China's economy will likely pick up in the fourth quarter after faster-than-expected expansion in the third quarter, and play a key role in driving global economic development, officials and experts said against the backdrop of a key regional meeting.
Despite facing a more complicated external environment and mounting uncertainties, China will maintain its role as a key engine of regional and global growth, given its ultra-large domestic market, a complete industrial system and abundant human resources, experts said.
Finance Minister Lan Fo'an said China's economy has gained a firm footing so far this year, especially since the third quarter, with positive factors adding up and endogenous momentum enhanced. He estimated that China's economy will maintain a positive trend in the fourth quarter, and the country will remain a crucial engine of stable growth of global economy.
Lan made the remarks during the 30th Asia-Pacific Economic Cooperation Finance Ministers' Meeting, held on Sunday and Monday in San Francisco.
He said global economic recovery remains shaky, with the momentum being weakened by several factors, while trade and investment remain sluggish.
He called for strengthened coordination on macroeconomic policies among all the parties concerned, advancement of trade and investment liberalization, and the building of more integrated regional industrial and supply chains for the open development of the Asia-Pacific as well as the global economy.

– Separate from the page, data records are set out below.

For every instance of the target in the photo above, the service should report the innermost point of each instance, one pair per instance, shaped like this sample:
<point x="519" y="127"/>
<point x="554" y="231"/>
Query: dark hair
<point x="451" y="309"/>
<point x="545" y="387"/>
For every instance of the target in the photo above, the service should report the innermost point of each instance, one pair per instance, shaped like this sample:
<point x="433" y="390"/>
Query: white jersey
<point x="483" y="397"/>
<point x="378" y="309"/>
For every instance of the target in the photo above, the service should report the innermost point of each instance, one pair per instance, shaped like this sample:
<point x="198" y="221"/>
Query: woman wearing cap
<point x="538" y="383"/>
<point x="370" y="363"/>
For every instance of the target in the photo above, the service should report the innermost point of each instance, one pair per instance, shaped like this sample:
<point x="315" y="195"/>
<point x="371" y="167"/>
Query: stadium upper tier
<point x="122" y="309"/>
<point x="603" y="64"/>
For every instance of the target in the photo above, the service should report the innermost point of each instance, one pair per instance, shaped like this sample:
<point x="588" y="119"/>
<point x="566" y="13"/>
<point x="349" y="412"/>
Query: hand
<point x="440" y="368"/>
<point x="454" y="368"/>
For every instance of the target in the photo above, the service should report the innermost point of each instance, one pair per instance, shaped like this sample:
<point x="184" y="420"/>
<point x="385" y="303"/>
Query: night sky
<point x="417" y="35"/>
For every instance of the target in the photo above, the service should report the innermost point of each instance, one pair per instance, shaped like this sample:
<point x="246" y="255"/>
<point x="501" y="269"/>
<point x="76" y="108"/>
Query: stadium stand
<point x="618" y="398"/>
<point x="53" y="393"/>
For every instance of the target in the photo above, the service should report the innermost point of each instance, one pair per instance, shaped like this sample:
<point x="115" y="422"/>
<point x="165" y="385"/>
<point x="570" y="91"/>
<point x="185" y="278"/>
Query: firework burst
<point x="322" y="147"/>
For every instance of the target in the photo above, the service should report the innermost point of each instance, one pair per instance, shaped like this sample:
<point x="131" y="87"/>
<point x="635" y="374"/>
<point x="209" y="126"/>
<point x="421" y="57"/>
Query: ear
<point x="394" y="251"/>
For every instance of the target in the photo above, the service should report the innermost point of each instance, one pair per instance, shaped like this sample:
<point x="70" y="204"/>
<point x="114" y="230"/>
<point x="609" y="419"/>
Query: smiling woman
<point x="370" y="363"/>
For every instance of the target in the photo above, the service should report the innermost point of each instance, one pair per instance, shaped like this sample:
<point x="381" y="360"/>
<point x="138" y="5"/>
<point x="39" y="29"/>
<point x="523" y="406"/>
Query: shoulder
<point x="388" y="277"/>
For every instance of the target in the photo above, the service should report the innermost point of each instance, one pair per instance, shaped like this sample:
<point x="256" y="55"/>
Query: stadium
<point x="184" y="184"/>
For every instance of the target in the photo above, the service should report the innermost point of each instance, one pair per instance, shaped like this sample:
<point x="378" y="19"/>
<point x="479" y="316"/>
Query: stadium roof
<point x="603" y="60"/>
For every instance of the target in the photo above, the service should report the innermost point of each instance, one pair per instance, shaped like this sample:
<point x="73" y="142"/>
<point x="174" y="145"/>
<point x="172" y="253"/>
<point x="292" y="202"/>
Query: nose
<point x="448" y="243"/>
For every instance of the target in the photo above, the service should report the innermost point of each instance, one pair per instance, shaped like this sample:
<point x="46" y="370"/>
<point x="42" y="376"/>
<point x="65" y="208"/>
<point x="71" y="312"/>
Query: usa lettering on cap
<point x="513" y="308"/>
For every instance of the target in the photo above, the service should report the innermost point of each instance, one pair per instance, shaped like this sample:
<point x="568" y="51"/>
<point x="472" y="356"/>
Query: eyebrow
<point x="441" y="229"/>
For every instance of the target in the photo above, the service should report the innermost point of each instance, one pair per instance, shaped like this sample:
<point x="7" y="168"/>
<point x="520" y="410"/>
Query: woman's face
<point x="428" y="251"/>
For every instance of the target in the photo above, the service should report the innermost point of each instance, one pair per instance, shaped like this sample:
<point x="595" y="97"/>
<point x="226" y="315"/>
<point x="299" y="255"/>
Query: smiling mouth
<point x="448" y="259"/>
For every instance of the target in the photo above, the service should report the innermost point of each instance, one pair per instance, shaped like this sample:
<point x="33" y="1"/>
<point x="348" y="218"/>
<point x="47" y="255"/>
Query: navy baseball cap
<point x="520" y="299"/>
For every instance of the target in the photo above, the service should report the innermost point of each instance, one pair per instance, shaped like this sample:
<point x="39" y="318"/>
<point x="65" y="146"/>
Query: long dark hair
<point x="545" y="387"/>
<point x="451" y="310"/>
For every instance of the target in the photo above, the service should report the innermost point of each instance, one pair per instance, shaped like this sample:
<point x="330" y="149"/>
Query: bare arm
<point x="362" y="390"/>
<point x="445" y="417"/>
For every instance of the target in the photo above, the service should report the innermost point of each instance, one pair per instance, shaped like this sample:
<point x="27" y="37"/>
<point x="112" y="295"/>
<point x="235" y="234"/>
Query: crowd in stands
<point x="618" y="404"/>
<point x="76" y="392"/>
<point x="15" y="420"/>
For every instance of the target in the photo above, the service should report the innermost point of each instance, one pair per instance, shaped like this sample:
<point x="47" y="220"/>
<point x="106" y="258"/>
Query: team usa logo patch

Saying supply-side structural reform is crucial to achieving high-quality development, Lan stressed China will support Asia-Pacific economies in deepening supply-side reforms, accelerating modernization and providing new impetus to global common development.
Guo Guannan, a researcher at the Chinese Academy of Macroeconomic Research, said the latest economic indicators point to a continued recovery trend, showcasing the strong resilience and great potential of China's economy.
China's GDP growth clocked 5.2 percent year-on-year in the first three quarters, with the International Monetary Fund forecasting a full-year growth of 5.4 percent, a revision from its previous forecast of 5 percent, thanks to rebounding domestic demand.
British think tank Oxford Economics said it expects China's fourth-quarter GDP to expand by 1.2 percent on a seasonally adjusted quarter-on-quarter basis, resulting in an annual growth rate of 5.2 percent, a revision of its previous forecast of 5.1 percent, given the third quarter's modest out-performance.
Zou Yunhan, a researcher at the State Information Center, said China is projected to contribute around 30 percent of global economic growth this year, highlighting its role as an anchor as the world's second-largest economy.
Looking ahead, Zou said the country has a solid foundation and conditions to achieve sustained growth with the support of its huge domestic market, a complete industrial system, sufficient human resources and abundant data resources.
"China's middle-income group is estimated to surpass 800 million in the next 15 years, which will drive the continuous development of China's ultra-large domestic market," he said, adding the huge market is conducive to forming industrial clusters, and providing sufficient development space for different technological innovation paths and business innovation models.